L’ostacolo più grosso non sono i sondaggi – è in testa nei 14 Stati che eleggeranno circa un terzo dei delegati, questo martedì – ma i vari ostacoli anti-democratici dell’apparato democratico, a cominciare dal potere dei “super-delegati” eletti tra le file dei rappresentanti istituzionali democratici e non dal voto popolare.
Sanders è stato l’unico candidato democratico che si è espresso contro questa figure, affermando semplicemente che chi ottiene più voti in totale durante le primarie deve essere il candidato prescelto.

Il Super-martedì

Sabato più di 10 mila persone hanno assistito al rally di Boston, nel Massachusetts, il secondo della campagna in questa città, mentre il giorno prima – a Sprinfield – circa 5 mila persone avevano partecipato ad un altro comizio.
A Boston erano presenti Mike Connolly (eletto nello Stato) e Varshini Prakash, co-fondatore del movimento ecologista Sunrise Movement, da cui Sanders ha ricevuto l’appoggio.
Il Massachussets è uno dei 14 stati in cui si voterà nel “super-martedì” del 3 marzo.
Stando ai sondaggi pubblicati venerdì,  in questo Stato Sanders è in testa di 8 punti rispetto alla senatrice Elizabeth Warren, altra esponente della sinistra del partito democratico che qui peraltro gioca in casa.

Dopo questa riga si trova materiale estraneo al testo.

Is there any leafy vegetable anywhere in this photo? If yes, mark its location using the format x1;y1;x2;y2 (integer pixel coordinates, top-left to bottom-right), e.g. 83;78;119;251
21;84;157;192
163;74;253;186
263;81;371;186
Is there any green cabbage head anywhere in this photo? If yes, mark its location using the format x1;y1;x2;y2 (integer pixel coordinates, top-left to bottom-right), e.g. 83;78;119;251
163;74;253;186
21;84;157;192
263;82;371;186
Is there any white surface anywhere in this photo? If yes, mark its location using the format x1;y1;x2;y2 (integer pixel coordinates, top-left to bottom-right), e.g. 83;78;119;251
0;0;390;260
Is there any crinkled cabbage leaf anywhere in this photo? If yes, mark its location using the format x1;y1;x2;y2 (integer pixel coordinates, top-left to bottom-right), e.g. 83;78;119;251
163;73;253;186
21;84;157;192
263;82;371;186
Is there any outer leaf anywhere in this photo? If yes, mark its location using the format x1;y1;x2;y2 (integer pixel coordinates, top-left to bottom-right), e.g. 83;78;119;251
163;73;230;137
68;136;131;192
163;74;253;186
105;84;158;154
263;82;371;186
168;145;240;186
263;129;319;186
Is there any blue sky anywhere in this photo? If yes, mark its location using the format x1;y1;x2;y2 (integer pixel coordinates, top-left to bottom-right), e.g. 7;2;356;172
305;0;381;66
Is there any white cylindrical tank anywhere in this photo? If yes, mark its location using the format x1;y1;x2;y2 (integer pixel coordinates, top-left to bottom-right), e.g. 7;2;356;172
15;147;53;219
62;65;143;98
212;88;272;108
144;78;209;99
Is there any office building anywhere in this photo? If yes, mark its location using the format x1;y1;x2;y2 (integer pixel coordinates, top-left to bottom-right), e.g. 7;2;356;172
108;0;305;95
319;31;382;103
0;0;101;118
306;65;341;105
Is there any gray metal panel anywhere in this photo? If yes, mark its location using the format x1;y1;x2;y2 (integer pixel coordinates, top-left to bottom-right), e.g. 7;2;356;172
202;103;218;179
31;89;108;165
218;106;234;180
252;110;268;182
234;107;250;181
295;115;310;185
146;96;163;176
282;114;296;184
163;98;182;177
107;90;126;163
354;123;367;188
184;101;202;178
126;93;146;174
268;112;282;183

Recentemente la senatrice del Massachussets, ed ex consigliera di Obama, ha abbandonato la contrarietà alla ricezione di donazioni da parte dell’establishment economico, accettando – per la sua campagna in diversi Stati del “Super Martedì” – diversi milioni di dollari  da un organismo legato al business degli idrocarburi: il “Persist Pac”.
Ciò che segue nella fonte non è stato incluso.